A class-action lawsuit filed yesterday by five major publishers and bestselling novelist Scott Turow is escalating the legal war over artificial intelligence and intellectual property, targeting Meta and founder Mark Zuckerberg directly. The complaint alleges Meta used millions of copyrighted books and journal articles—some pulled from known piracy hubs LibGen and Sci-Hub—to train its Llama large language model without authorization.
The lawsuit claims Zuckerberg “personally authorized and actively encouraged the infringement,” a charge that, if proven, could significantly raise the stakes for Meta. The company has not yet publicly responded to the allegations, but the case is already sending shockwaves through the publishing industry and beyond.
“This is shameless, damaging and unjust behavior,” Turow said in a statement, calling it “distressing and infuriating” that one of the world’s richest corporations would allegedly use pirated versions of his work to build a system capable of producing “competing material, including works supposedly in my style.” The fear, he added, isn’t just about copying—it’s about outright replacement.
The lawsuit argues that AI-generated books are already flooding marketplaces like Amazon, potentially crowding out human authors. Even more troubling, these systems can summarize entire novels so effectively that readers might skip buying the original altogether. In one example cited in the filing, Llama was prompted to mimic a travel writer’s voice and produced what the complaint called a “convincing rendition” of that style. When asked how it did it, the system essentially admitted it had been trained on vast amounts of text, including that author’s published work.
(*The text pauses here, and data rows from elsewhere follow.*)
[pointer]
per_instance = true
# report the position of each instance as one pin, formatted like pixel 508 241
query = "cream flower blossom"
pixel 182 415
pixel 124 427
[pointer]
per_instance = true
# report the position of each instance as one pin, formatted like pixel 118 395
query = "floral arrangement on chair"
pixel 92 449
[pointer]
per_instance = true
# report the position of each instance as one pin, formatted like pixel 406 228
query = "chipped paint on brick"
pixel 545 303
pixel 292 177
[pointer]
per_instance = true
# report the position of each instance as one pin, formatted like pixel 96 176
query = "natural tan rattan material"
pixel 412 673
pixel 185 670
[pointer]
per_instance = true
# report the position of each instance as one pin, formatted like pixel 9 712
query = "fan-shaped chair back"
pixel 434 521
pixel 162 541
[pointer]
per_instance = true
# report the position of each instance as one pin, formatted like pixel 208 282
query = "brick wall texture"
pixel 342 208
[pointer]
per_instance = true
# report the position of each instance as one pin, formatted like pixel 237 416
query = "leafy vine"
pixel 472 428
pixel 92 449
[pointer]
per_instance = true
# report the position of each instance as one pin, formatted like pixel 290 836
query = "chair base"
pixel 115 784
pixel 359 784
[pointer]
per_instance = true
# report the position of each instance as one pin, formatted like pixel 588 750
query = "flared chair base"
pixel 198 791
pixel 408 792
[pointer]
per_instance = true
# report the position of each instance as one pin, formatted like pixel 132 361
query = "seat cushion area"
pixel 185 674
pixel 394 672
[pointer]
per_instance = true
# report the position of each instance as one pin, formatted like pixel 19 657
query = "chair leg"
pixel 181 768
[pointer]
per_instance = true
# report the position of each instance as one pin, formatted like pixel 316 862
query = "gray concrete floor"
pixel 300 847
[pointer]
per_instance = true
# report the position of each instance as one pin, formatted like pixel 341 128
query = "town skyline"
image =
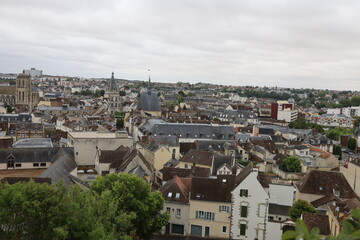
pixel 253 43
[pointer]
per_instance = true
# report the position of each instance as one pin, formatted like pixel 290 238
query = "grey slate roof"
pixel 61 167
pixel 29 154
pixel 33 143
pixel 205 131
pixel 277 209
pixel 149 101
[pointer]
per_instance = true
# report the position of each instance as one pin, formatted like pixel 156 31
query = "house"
pixel 210 206
pixel 338 211
pixel 352 173
pixel 334 120
pixel 86 144
pixel 176 194
pixel 319 184
pixel 312 220
pixel 250 203
pixel 29 130
pixel 197 158
pixel 55 163
pixel 318 158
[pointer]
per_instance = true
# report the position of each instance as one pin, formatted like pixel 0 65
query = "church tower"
pixel 112 83
pixel 23 91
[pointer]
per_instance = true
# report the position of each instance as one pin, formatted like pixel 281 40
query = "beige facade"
pixel 190 165
pixel 157 158
pixel 179 216
pixel 334 224
pixel 352 175
pixel 210 219
pixel 86 144
pixel 25 97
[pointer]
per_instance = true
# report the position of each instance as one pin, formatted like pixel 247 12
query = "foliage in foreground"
pixel 350 230
pixel 116 207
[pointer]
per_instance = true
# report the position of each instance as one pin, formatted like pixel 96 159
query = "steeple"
pixel 149 83
pixel 112 82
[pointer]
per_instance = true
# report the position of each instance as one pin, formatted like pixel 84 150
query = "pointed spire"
pixel 149 84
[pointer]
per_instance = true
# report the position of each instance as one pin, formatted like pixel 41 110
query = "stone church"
pixel 23 96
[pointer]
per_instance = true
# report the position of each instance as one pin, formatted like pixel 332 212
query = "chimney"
pixel 234 170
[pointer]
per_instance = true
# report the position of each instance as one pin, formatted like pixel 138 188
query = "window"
pixel 243 211
pixel 10 161
pixel 242 229
pixel 243 192
pixel 178 212
pixel 223 208
pixel 177 229
pixel 207 231
pixel 205 215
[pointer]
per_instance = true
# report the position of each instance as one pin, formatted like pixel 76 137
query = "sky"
pixel 284 43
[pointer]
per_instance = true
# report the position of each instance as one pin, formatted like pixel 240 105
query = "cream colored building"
pixel 86 144
pixel 210 206
pixel 352 174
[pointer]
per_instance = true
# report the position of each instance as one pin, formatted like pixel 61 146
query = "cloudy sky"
pixel 288 43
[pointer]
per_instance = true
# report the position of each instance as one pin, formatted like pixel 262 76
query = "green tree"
pixel 352 144
pixel 33 211
pixel 337 151
pixel 350 230
pixel 300 207
pixel 134 196
pixel 290 164
pixel 302 232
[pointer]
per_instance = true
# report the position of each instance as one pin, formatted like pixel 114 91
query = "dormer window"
pixel 10 161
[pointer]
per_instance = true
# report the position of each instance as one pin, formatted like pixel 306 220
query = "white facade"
pixel 86 144
pixel 282 194
pixel 287 115
pixel 33 72
pixel 349 111
pixel 249 209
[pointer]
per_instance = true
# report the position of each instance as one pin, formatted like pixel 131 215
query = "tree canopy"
pixel 115 207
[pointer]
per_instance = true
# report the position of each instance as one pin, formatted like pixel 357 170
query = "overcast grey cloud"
pixel 289 43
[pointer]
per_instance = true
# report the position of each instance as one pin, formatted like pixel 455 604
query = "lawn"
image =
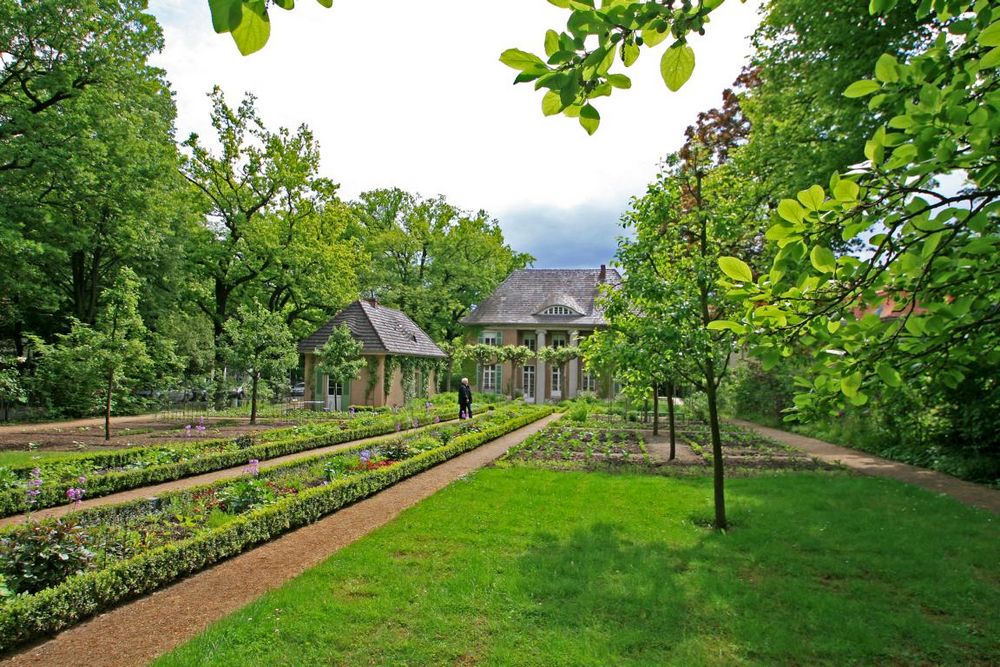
pixel 532 567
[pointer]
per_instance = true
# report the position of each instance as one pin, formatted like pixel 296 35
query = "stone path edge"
pixel 139 631
pixel 975 495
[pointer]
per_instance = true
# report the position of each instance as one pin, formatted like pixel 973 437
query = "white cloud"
pixel 408 94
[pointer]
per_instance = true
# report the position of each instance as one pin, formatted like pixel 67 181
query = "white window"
pixel 489 378
pixel 559 310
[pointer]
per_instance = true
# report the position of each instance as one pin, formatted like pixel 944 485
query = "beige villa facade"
pixel 541 308
pixel 385 334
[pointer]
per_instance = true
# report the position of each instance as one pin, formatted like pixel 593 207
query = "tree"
pixel 922 303
pixel 258 343
pixel 267 211
pixel 340 357
pixel 430 259
pixel 805 55
pixel 87 369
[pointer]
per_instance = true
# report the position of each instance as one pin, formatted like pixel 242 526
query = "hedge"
pixel 49 611
pixel 13 501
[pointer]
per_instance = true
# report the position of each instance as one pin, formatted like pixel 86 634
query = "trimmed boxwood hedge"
pixel 13 501
pixel 53 609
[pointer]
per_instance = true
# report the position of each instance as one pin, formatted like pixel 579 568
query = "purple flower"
pixel 75 495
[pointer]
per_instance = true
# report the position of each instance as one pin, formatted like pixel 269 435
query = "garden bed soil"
pixel 147 430
pixel 137 632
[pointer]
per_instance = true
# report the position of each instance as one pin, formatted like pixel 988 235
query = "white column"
pixel 574 366
pixel 540 367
This case is part of a growing wave of legal challenges against AI companies. Anthropic recently agreed to a $1.5 billion settlement with writers over similar claims, and lawsuits against OpenAI, Google, and others are piling up. The core question is whether training AI on copyrighted material without consent constitutes fair use—or outright theft.
Congress is now facing mounting pressure to define what fair use looks like in the age of artificial intelligence. The debate echoes broader tensions over fiscal restraint and regulatory oversight that are reshaping policy battles across Washington. At the same time, the economic stakes are high: AI can create jobs and expand access, but as economic strain tips the scales in global conflicts, the cost of unregulated innovation is becoming harder to ignore.
The lawsuit doesn’t just target Meta—it challenges the broader ethos of Silicon Valley’s “move fast and break things” culture. “AI can absolutely be a great thing,” said Lindsey Granger, a NewsNation contributor and co-host of The Hill’s “Rising.” “But the excuse that we need to move fast to compete cannot come at the expense of the people who have spent their lives creating the very content these systems are built on.” Granger’s column, an edited transcription of her on-air commentary, calls for regulation and oversight from Congress so that stealing intellectual property doesn’t become the norm in the name of innovation.
At its core, this case is about respect for creative work and deciding where to draw the line between inspiration and appropriation. As Pentagon spending on the Iran conflict shows, resource allocation is a political choice—and so is the decision to let AI companies train on stolen data. The outcome of this lawsuit could set a precedent for how America balances technological progress with the rights of creators.